While the controversial site is partly hosted in the U.S., the classified information that has come under fire is not, making it unlikely that Wikileaks founder Julian Assange or Amazon could find themselves in hot water. Most of the controversial content is hosted by a French company, The Guardian noted.

"If that data happens in the moment to be in the U.S., that's really good because we have a First Amendment," Columbia Law School professor Eben Moglen told The Wall Street Journal. Meanwhile, Harvard University computer and law professor Jonathan Zittrain told the Journal that now that Wikileaks has disclosed the information it is already public and may not be contraband.

Hosting Wikileaks also puts Amazon in a tough spot, as it could pull the plug on the controversial site which is publicly offering up classified information that could compromise national security.
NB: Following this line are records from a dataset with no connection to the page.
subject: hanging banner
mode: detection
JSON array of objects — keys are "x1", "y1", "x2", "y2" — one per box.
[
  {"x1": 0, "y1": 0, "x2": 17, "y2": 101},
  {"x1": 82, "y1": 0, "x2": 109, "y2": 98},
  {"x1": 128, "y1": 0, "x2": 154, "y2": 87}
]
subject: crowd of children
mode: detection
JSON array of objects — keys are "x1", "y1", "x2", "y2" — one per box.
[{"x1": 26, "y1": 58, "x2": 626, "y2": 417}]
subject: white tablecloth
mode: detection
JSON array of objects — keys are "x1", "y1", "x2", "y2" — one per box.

Amazon on Tuesday did not respond to requests for comment.

If Amazon was to shutter Wikileaks, it wouldn't be the first time a Web hosting company took down a site that featured controversial content.
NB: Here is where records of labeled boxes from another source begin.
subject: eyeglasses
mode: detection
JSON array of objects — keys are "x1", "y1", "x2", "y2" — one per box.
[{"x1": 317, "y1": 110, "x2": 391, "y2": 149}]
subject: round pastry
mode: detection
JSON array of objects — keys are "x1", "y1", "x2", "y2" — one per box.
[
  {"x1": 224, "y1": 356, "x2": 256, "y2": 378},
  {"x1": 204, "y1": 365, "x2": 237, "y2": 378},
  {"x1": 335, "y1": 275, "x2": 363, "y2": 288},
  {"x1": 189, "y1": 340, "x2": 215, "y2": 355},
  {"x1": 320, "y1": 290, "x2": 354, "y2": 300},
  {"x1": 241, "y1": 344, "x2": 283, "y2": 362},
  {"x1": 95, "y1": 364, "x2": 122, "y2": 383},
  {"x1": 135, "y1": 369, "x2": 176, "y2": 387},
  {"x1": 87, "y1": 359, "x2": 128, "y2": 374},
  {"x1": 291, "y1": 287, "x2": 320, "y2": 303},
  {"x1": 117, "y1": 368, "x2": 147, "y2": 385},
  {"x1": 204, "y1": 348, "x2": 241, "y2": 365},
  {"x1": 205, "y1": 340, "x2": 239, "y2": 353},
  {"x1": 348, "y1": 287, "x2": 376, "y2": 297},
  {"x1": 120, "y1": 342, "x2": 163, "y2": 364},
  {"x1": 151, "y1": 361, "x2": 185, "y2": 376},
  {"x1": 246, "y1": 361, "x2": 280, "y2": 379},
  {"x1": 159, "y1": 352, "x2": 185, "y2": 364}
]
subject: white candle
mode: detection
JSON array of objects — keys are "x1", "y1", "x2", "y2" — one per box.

In September, Rackspace shut down a pair of Web sites it was hosting for controversial Christian pastor Terry Jones and his Dove World Outreach Center church while Jones planned to hold a Quran burning demonstration on the anniversary of 9/11. While Jones ultimately didn't hold his Quran burning rally, Rackspace took down the sites noting that Jones' threats and some of the content contained on the Web sites were in violation of the hosting contract and its accessible use policy.